Equation (14) can be used to predict resonance frequency of known MUTs with permittivity ranges from 1 to 10. To check validity of Equation (14), various MUTs are placed on the sensor and resonance frequencies are extracted through Electromagnetic (EM) simulation. In Figure 13, the solid line shows the resonance frequencies extracted from Equation (14) and dash line shows the resonance frequencies extracted through simulation. It is clear that Equation (14) is fairly reliable for the prediction of resonance frequency of the sensor due to the interaction with MUTs of permittivity ranges up to 10. To calculate the relative permittivity of unknown MUT, the transcendental equation can be expressed as:

$${\epsilon }_r^{\prime }=\frac{0.08297-\sqrt{0.00688-0.0042\left(2.29-f_{r,MUT}\right)}}{0.0021}+1$$

(15)

Equation (15) can be used to calculate relative permittivity of unknown MUTs. In order to check the validity of Equation (15), measured resonance frequencies are used to calculate the relative permittivity of different MUTs and are tabulated in

Table 4. Relative permittivity evaluation using measured result.

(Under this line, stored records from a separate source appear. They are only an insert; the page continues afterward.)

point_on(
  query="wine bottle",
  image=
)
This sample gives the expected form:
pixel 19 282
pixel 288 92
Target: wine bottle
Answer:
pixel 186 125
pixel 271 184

Material Under Test (MUT)	Relative Permittivity (εr’)	Equation (15) Calculation or εr’
Air	1	1.01
Teflon	2.1	2.11
Quartz Glass	3.78	3.88
FR4 Epoxy	4.4	4.41
Silicon Nitrate	7	7.15

. It is clear that the relative permittivity values obtained from Equation (15) are very close to the actual values.

6. Conclusions

A complementary metamaterial sensor based on the microstrip transmission line and complementary circular spiral resonator (CCSR) was designed numerically and verified experimentally for nondestructive evaluation of dielectric substrates. Constitutive parameters for the proposed sensor were calculated using ANSYS electronics desktop. A sharp transmission curve was achieved using four CCSR structures in the ground plane. Sensitivity analysis was performed using permittivity perturbation of material under test (MUT). The shift in the resonance frequency of the sensor due to interaction with MUT is presented as a function of permittivity of MUT. The transcendental equation was derived for the sensor to predict the resonance frequency of dielectric materials. Simulated, measured, and formulated results are very close to each other within permittivity range from 1 to 10. The proposed design is very compact and fabrication is easy and inexpensive. Although the main emphasis of this work is for the evaluation of dielectric substrates, in the future the design will be improved for biosensing and security applications.